Un nouveau défi pour la « guerre contre le terrorisme » empoisonne les relations entre Washington et Islamabad : le soutien des tribus du nord du Pakistan aux talibans afghans et leurs alliés d’el-Qaëda dans une région réputée rétive face au pouvoir central et inexpugnable.
Les services de renseignements américains ont mis le feu aux poudres le 17 juillet avec un rapport blâmant le Pakistan pour avoir laissé les talibans, chassés du pouvoir en Afghanistan fin 2001, et el-Qaëda, reconstituer leurs forces dans les zones tribales semi-autonomes du Nord-Ouest. Les Américains reprenant, pour l’occasion, leur antienne selon laquelle Oussama Ben Laden et le mollah Omar, leader des talibans, s’y sont réfugiés. Depuis, les plus hauts responsables américains, dont George W. Bush, laissent planer la menace de frappes aériennes, mettant en grande difficulté le président Pervez Musharraf, pris, en pleine année électorale, entre le marteau de l’aide financière américaine et l’enclume de l’anti-américanisme croissant chez les quelque 160 millions de Pakistanais qui estiment que la « guerre contre le terrorisme » n’est pas la leur, et souffrent de la recrudescence des attentats- suicide jusqu’au cœur d’Islamabad.

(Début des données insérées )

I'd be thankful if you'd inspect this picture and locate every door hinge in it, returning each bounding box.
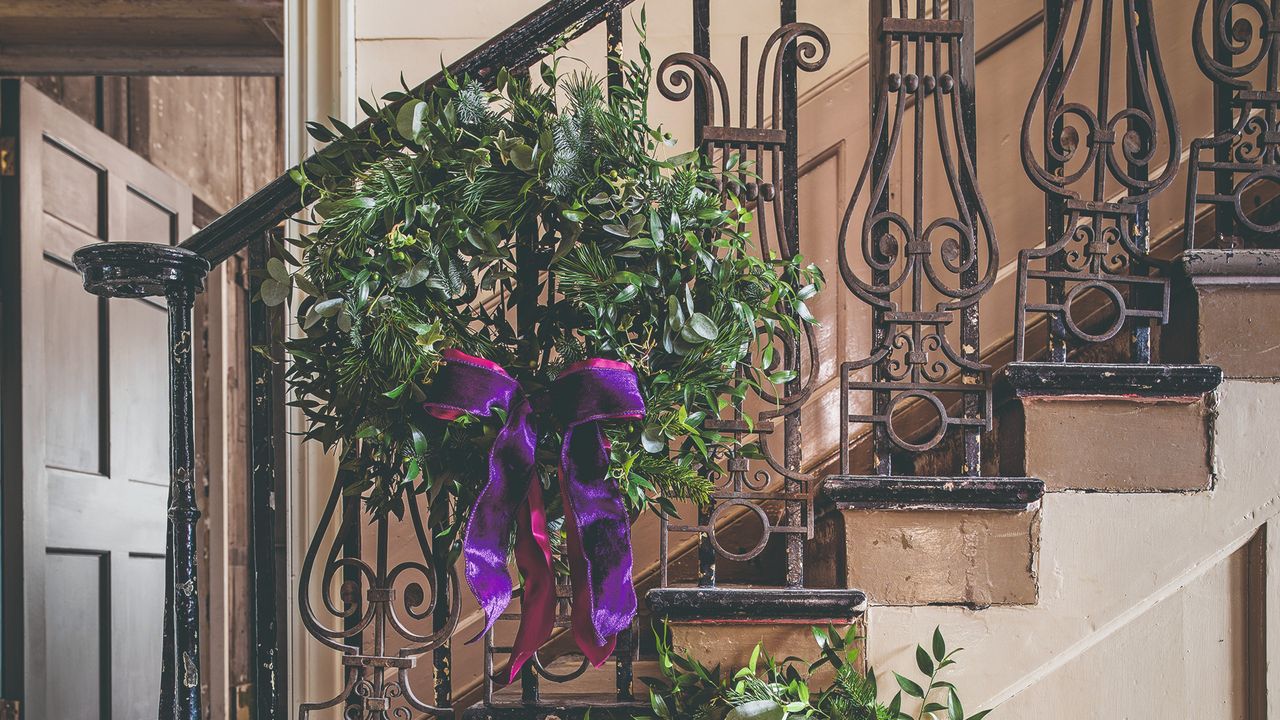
[0,137,18,176]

Nombre de talibans et de combattants d’el-Qaëda qui ont fui l’Afghanistan se sont réfugiés dans les zones tribales, admettent nombre de responsables pakistanais, jusqu’au général Musharraf lui-même qui y envoie ses troupes pour chasser les « mécréants » afghans et arabes. Ils y jouissent de l’hospitalité traditionnelle des tribus pachtounes et de cachettes inexpugnables dans les nids d’aigles que recèlent les contreforts de l’Hindou Kouch. L’ethnie pachtoune, celle des talibans et de 40 % de la population de l’Afghanistan, compose aussi la quasi-totalité des 3,6 millions d’habitants des sept districts des zones tribales pakistanaises, le long des 1 450 km de frontière.

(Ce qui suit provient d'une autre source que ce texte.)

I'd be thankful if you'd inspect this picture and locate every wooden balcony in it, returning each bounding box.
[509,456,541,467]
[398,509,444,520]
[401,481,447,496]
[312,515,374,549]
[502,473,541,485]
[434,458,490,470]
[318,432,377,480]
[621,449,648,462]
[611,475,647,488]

Les Pachtounes, rudes guerriers qui ont, comme les talibans, épousé un islam des plus rigoristes, n’ont jamais été soumis au cours de l’histoire, malgré les multiples tentatives d’invasion, depuis Alexandre le Grand jusqu’aux troupes coloniales britanniques, en passant par la dynastie des Mogols. Et les Pachtounes sont fidèles à leur ethnie et leur religion avant de l’être à leur pays. L’extrême porosité de la frontière explique la récurrence, dans l’histoire, de la revendication d’un Pachtounistan regroupant une partie du nord du Pakistan et du sud de l’Afghanistan.
« Les tribus ont sympathisé naturellement avec les talibans quand les Américains les ont chassés d’Afghanistan tout simplement parce qu’ils se sentent parents », explique Rahimullah Yousafzai, un expert reconnu de l’histoire de l’Afghanistan.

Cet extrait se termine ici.